The popular modernist artist, Jyotinder Manshankar Bhatt, who is also known as Jyoti Bhatt and is widely known for his works—painting, printmaking, and also for his photographic documentation of rural Indian culture—was born on 12th March 1934 in Bhavnagar, Gujarat. In Maharaja Sayajirao University Baroda, he worked under N.S. Bendre and K.G. Subramanyam. He also received a scholarship to study at the Academia di Belle Arti in Naples in the early 1960s, then advanced printmaking studies at the Pratt Institute in New York, where he was influenced by abstract expressionism and cubism. Though, Bhatt’s early works reflected lively experimentation with cubism and pop art, his later works were deeply rooted in traditional art and design.
A founder member of the Baroda Group of Artists and Group 1890, Bhatt gained acclaim for his printmaking, which he considered central to his artistic practice. His assignment on Gujarati folk art in 1967 began an inspiring journey that inspired him to document Indian craft and design, evolving into his lifelong passion. He did the photographic documentation, which served as a significant step to understand and preserve traditional Indian arts and crafts.

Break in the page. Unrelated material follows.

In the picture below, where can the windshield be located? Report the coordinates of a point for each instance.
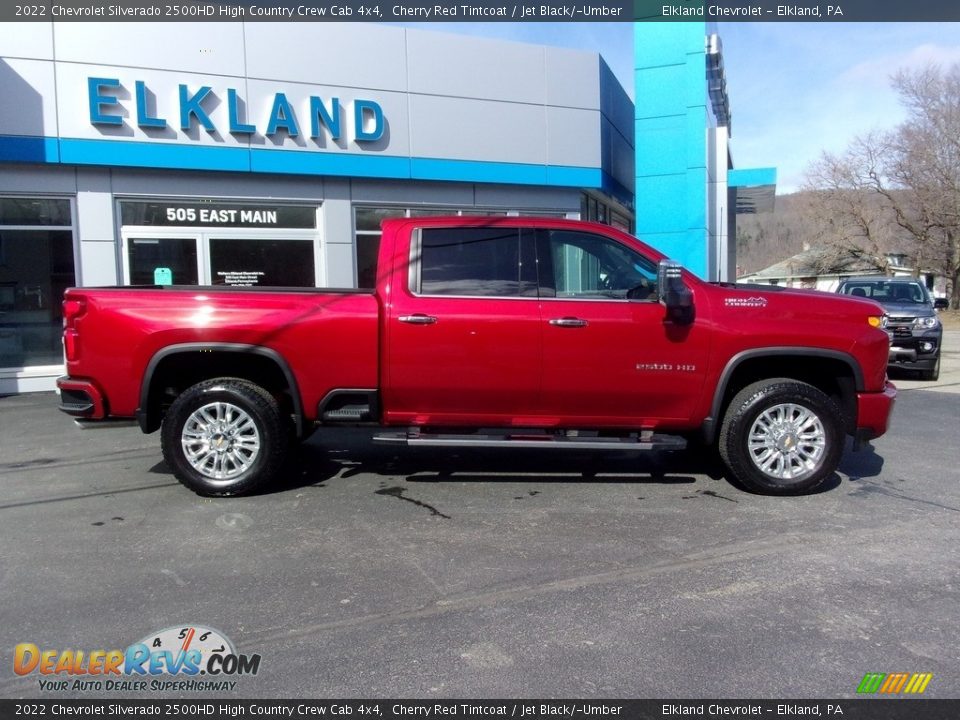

Bhatt’s achievements include the Lalit Kala Akademi National Award (1963-64), a gold medal at the International Print Biennale in Florence (1967), a first prize for designing a postal stamp for India’s 25th Independence Anniversary (1972), and the Padma Shri (2019). His work has been featured in eminent collections worldwide, including MOMA, the Smithsonian Museum, the Uffizi Gallery, and the British Museum.
Bhatt currently residing in Vadodara, continued his journey of exploring and incorporating conservational and native texts and rural motifs in his art, deeply engaging with India’s traditional and rural aesthetics. His dedication as a printmaker, painter, educator, and photographer highlights a lifelong pursuit of artistic and cultural preservation. He was also awarded with Padma Shri in 2019.